Mar 4 • 09:49 UTC 🇲🇽 Mexico El Financiero (ES)

Inventing

This article discusses allegations of creative accounting practices at Pemex that may misrepresent economic data for 2025.

The article critiques the economic data projections for 2025 provided by Pemex, highlighting concerns over potential creative accounting practices that could mislead the public and analysts. The writer references a previous commentary about how the division of financial reporting among Pemex subsidiaries has changed, creating an illusion that the refining sector, which has historically been a financial burden for the company, is now performing well.

Recent disclosures from Pemex’s annual report underscored these concerns, as recounted by journalist Sergio Sarmiento. He cites a presentation by Francisco Barnés de Castro, which suggests that the transfer pricing between Pemex Exploration and Pemex Industrial is significantly lower than international standards.
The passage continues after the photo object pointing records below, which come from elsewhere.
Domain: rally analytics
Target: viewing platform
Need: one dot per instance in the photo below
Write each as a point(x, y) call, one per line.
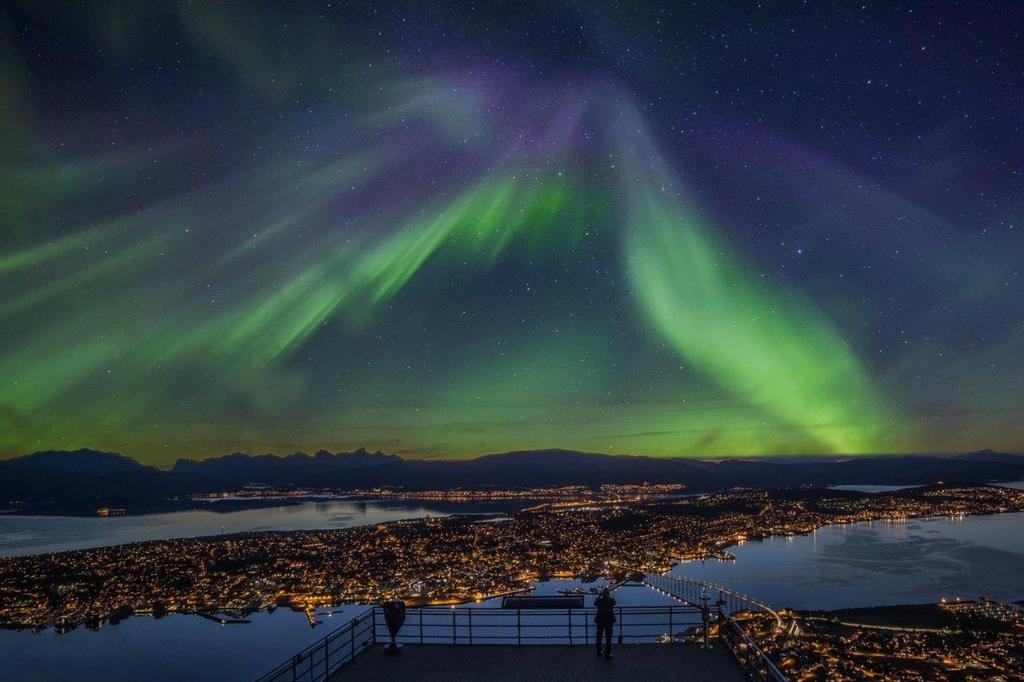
point(556, 663)
point(663, 632)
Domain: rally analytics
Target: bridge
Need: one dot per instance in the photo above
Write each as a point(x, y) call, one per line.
point(453, 643)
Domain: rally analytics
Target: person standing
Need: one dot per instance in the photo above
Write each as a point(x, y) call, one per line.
point(605, 619)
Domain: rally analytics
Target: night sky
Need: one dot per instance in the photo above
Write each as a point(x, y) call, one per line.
point(456, 228)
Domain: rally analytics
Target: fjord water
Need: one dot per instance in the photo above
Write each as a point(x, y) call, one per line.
point(920, 560)
point(36, 535)
point(881, 562)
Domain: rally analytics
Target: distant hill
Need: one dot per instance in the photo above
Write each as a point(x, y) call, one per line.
point(529, 468)
point(88, 462)
point(297, 469)
point(53, 480)
point(79, 481)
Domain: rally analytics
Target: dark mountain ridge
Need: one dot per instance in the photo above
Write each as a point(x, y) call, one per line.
point(87, 478)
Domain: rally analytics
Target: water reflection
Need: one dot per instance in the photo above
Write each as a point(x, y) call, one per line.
point(33, 535)
point(912, 561)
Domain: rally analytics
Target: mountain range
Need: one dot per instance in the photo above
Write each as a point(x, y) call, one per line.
point(78, 481)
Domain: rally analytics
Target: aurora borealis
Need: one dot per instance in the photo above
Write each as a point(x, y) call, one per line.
point(453, 229)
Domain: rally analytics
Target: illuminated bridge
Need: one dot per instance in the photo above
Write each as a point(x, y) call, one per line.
point(663, 633)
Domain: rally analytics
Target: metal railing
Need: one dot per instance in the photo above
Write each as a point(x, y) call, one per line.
point(756, 664)
point(318, 661)
point(469, 626)
point(521, 627)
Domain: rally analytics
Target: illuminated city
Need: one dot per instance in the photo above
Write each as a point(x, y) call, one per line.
point(566, 340)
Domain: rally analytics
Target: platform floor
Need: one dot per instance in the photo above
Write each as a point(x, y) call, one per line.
point(519, 664)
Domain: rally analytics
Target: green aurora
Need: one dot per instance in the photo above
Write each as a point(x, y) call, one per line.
point(451, 264)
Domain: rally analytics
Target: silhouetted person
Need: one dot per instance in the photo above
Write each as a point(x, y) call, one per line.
point(604, 619)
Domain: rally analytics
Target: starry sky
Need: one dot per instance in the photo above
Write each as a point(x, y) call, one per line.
point(451, 228)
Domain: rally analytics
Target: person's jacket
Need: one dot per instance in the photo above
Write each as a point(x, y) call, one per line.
point(605, 610)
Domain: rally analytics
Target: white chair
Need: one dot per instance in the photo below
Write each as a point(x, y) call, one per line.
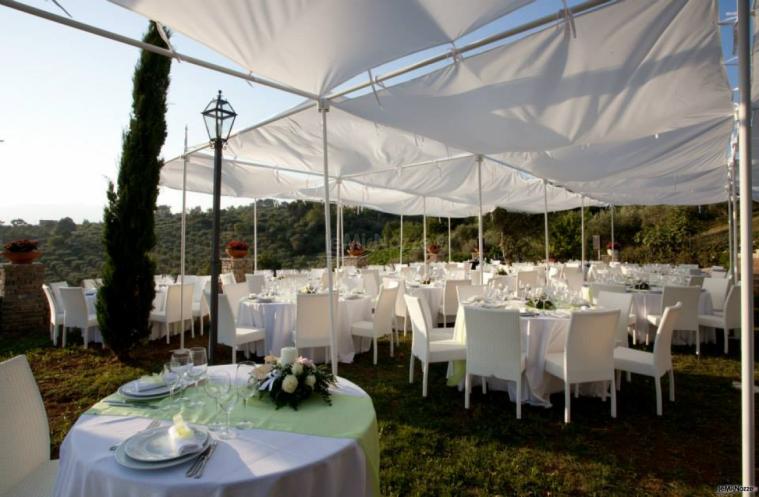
point(177, 309)
point(232, 335)
point(25, 465)
point(382, 324)
point(588, 354)
point(235, 292)
point(717, 289)
point(76, 314)
point(312, 322)
point(56, 314)
point(623, 303)
point(450, 305)
point(256, 282)
point(657, 364)
point(729, 318)
point(466, 292)
point(595, 288)
point(527, 278)
point(688, 318)
point(199, 303)
point(493, 349)
point(422, 347)
point(371, 281)
point(227, 279)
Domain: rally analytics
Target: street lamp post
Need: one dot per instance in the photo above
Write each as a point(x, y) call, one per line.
point(219, 117)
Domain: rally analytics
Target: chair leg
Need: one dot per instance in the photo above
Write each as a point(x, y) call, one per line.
point(425, 372)
point(467, 389)
point(411, 369)
point(657, 383)
point(726, 333)
point(519, 398)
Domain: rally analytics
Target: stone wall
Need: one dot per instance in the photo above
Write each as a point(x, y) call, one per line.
point(23, 307)
point(238, 267)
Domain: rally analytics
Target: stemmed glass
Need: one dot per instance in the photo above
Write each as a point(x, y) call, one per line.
point(219, 386)
point(247, 388)
point(171, 379)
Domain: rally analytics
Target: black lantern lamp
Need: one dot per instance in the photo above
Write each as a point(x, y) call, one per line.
point(219, 117)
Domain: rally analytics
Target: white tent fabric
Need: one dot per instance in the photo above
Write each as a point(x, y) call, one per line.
point(655, 69)
point(316, 45)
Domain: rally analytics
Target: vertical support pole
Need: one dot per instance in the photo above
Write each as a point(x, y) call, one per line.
point(213, 332)
point(449, 240)
point(400, 260)
point(582, 235)
point(747, 291)
point(480, 243)
point(182, 240)
point(255, 235)
point(424, 233)
point(323, 109)
point(545, 222)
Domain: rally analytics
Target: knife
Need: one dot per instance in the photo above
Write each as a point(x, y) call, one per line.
point(202, 466)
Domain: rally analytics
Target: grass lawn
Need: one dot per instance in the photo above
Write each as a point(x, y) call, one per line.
point(434, 447)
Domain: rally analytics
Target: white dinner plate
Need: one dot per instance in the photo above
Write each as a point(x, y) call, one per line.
point(124, 460)
point(155, 446)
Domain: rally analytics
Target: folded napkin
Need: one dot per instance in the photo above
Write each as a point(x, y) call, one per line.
point(149, 383)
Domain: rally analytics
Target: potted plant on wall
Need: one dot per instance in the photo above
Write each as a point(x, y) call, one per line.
point(237, 249)
point(21, 251)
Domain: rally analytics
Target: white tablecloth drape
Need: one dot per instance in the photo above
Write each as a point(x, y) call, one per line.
point(257, 463)
point(278, 319)
point(540, 335)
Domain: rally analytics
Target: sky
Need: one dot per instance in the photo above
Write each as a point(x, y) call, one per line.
point(65, 98)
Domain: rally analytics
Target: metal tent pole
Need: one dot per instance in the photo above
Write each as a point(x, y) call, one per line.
point(255, 236)
point(480, 243)
point(400, 259)
point(323, 109)
point(182, 241)
point(449, 240)
point(746, 264)
point(582, 235)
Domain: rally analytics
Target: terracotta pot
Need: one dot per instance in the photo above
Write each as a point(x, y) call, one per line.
point(22, 257)
point(237, 254)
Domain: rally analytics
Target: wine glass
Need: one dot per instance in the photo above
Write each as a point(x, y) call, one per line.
point(171, 379)
point(247, 388)
point(216, 385)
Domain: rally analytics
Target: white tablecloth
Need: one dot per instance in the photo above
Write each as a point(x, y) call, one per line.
point(257, 463)
point(278, 319)
point(645, 303)
point(540, 335)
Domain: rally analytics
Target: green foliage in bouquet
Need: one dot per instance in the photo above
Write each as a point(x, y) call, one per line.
point(291, 384)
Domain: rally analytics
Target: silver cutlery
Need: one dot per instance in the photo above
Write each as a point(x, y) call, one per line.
point(197, 470)
point(153, 424)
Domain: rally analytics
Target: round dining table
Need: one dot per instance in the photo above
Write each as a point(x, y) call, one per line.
point(318, 450)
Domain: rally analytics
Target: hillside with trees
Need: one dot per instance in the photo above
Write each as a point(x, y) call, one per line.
point(291, 235)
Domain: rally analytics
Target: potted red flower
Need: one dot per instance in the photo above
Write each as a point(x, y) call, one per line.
point(21, 251)
point(237, 249)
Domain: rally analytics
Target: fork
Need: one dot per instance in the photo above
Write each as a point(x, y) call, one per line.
point(153, 424)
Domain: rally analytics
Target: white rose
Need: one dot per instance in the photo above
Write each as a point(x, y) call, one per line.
point(290, 383)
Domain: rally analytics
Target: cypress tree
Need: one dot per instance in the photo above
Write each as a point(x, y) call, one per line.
point(126, 297)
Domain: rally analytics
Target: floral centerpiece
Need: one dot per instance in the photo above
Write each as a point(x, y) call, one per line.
point(355, 249)
point(237, 249)
point(289, 380)
point(541, 302)
point(21, 251)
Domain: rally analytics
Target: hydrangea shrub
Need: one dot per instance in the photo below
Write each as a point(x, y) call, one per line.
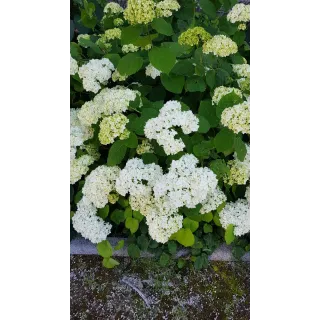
point(160, 126)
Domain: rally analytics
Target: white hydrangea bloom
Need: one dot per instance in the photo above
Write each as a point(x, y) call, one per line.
point(214, 199)
point(78, 132)
point(95, 73)
point(99, 184)
point(241, 70)
point(238, 214)
point(239, 13)
point(164, 8)
point(161, 227)
point(239, 170)
point(152, 72)
point(113, 7)
point(73, 66)
point(220, 45)
point(184, 184)
point(88, 224)
point(107, 102)
point(237, 118)
point(79, 167)
point(171, 115)
point(129, 48)
point(222, 91)
point(112, 127)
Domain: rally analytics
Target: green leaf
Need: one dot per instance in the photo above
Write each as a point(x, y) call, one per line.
point(240, 148)
point(110, 263)
point(162, 26)
point(143, 242)
point(130, 64)
point(195, 84)
point(162, 58)
point(185, 237)
point(116, 153)
point(207, 228)
point(224, 140)
point(219, 167)
point(132, 224)
point(133, 251)
point(229, 235)
point(183, 68)
point(130, 34)
point(103, 213)
point(119, 245)
point(208, 111)
point(104, 248)
point(117, 216)
point(204, 125)
point(172, 83)
point(208, 8)
point(211, 78)
point(132, 141)
point(190, 224)
point(207, 217)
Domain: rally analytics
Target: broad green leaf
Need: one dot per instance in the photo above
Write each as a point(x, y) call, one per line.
point(164, 259)
point(132, 224)
point(172, 83)
point(116, 153)
point(208, 7)
point(240, 148)
point(195, 83)
point(224, 140)
point(130, 34)
point(130, 64)
point(229, 235)
point(103, 212)
point(185, 237)
point(207, 228)
point(133, 251)
point(132, 141)
point(162, 26)
point(119, 245)
point(208, 111)
point(162, 58)
point(110, 263)
point(104, 248)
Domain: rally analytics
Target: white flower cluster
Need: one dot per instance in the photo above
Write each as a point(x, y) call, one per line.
point(99, 184)
point(238, 214)
point(73, 66)
point(237, 118)
point(239, 170)
point(86, 222)
point(184, 184)
point(222, 91)
point(161, 227)
point(171, 115)
point(241, 70)
point(220, 45)
point(106, 102)
point(239, 13)
point(213, 200)
point(95, 73)
point(152, 72)
point(113, 8)
point(79, 167)
point(164, 8)
point(129, 48)
point(112, 127)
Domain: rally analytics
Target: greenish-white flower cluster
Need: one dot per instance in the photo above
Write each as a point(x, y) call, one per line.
point(220, 45)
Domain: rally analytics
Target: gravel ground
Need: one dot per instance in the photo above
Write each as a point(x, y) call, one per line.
point(142, 290)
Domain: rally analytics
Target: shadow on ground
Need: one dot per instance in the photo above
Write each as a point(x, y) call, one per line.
point(220, 291)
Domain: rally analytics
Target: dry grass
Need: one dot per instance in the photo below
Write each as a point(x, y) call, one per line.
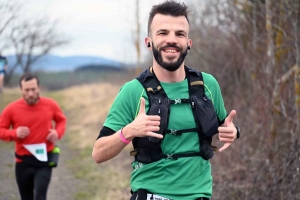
point(86, 107)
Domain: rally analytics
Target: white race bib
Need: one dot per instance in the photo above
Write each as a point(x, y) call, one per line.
point(38, 150)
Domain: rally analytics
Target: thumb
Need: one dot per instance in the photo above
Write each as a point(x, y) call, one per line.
point(230, 117)
point(226, 145)
point(142, 106)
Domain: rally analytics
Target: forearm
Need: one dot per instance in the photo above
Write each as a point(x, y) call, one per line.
point(107, 147)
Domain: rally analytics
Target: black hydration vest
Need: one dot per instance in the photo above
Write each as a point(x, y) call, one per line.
point(148, 149)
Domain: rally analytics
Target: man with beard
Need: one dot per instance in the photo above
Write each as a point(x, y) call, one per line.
point(170, 114)
point(29, 123)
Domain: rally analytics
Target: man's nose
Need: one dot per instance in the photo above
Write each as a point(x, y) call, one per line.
point(171, 38)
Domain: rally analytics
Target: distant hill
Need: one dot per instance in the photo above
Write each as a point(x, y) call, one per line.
point(54, 63)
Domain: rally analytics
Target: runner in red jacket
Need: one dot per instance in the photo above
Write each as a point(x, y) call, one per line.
point(29, 123)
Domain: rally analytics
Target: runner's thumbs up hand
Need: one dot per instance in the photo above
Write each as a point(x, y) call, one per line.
point(143, 125)
point(227, 132)
point(52, 135)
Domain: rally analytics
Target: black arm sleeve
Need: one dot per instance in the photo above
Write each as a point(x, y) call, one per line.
point(105, 131)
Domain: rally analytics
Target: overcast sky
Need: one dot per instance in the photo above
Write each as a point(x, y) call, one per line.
point(96, 27)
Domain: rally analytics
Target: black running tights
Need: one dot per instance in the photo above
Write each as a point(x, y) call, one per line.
point(32, 181)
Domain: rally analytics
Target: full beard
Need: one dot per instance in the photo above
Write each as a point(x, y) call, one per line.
point(32, 100)
point(170, 66)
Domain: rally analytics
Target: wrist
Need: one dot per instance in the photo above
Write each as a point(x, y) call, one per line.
point(238, 132)
point(123, 139)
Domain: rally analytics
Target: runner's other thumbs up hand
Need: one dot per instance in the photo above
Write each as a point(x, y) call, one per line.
point(227, 132)
point(143, 125)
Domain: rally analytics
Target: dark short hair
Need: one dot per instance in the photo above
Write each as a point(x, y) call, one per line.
point(28, 77)
point(171, 8)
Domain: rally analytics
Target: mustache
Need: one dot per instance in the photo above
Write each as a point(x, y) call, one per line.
point(172, 46)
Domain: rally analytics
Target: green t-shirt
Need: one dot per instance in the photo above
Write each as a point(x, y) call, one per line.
point(185, 178)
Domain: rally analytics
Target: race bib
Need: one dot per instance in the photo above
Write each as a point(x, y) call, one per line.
point(38, 150)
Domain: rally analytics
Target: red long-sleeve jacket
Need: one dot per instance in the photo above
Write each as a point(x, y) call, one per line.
point(38, 118)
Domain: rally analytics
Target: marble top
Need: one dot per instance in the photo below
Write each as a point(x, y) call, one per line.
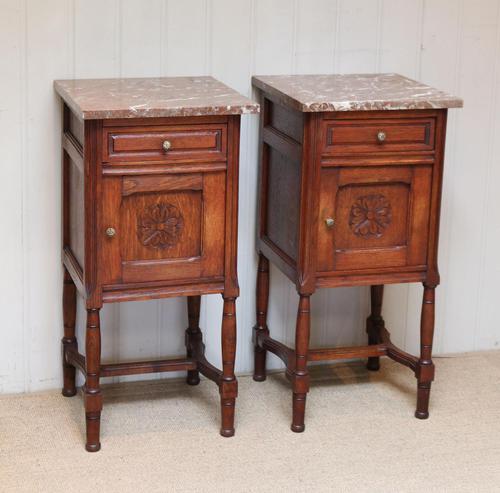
point(354, 92)
point(93, 99)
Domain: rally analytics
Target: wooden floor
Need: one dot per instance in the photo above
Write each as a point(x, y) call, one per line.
point(360, 435)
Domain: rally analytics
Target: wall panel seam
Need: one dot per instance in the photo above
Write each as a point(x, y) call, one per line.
point(489, 165)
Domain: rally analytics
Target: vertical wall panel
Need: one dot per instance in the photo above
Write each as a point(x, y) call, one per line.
point(186, 37)
point(469, 181)
point(12, 120)
point(440, 62)
point(358, 36)
point(48, 26)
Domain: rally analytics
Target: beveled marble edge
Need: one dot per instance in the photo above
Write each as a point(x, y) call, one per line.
point(245, 106)
point(447, 101)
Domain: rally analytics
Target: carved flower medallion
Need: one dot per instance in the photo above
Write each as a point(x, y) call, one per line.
point(370, 216)
point(159, 225)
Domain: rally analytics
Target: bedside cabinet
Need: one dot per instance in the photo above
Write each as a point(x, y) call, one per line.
point(150, 208)
point(350, 190)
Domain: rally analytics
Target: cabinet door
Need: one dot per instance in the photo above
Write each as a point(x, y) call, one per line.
point(164, 227)
point(380, 217)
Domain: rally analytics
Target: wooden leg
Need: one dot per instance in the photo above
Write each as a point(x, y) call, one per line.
point(228, 385)
point(300, 379)
point(259, 373)
point(425, 366)
point(374, 323)
point(193, 333)
point(92, 394)
point(69, 339)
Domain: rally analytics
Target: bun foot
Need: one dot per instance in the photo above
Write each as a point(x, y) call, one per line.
point(421, 414)
point(193, 378)
point(68, 392)
point(93, 447)
point(373, 364)
point(227, 433)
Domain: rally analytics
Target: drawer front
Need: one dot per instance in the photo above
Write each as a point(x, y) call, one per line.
point(374, 219)
point(165, 144)
point(343, 137)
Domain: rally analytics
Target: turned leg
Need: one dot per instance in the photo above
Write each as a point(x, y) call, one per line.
point(193, 334)
point(425, 366)
point(228, 385)
point(92, 394)
point(300, 381)
point(259, 373)
point(69, 339)
point(374, 323)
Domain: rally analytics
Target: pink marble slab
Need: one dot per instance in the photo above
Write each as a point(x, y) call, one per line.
point(354, 92)
point(94, 99)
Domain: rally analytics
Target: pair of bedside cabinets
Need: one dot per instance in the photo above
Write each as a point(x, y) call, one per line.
point(350, 184)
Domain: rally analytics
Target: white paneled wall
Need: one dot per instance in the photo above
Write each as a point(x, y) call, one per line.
point(452, 44)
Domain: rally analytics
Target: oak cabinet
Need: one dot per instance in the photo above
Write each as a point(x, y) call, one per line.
point(351, 173)
point(150, 204)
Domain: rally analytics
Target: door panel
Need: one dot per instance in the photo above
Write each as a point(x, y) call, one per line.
point(167, 227)
point(380, 215)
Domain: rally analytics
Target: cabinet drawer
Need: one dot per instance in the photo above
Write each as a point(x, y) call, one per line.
point(378, 135)
point(165, 144)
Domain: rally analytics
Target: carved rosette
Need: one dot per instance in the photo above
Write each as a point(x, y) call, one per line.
point(159, 225)
point(370, 216)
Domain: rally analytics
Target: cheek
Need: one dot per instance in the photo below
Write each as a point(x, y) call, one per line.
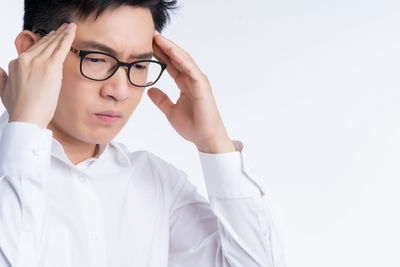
point(75, 90)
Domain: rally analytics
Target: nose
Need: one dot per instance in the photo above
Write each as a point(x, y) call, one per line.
point(117, 87)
Specifically, the price at which crude is sold to its subsidiaries is allegedly about half of the market price, which raises suspicions about the company’s profitability metrics.

The implications of these practices could be profound, as they not only affect Pemex's financial reputation but also have broader repercussions for Mexico's macroeconomic data. If the figures are indeed distorted, it challenges the reliability of economic assessments and policy decisions based on this information, potentially impacting investors' confidence and the overall economic strategy of the country.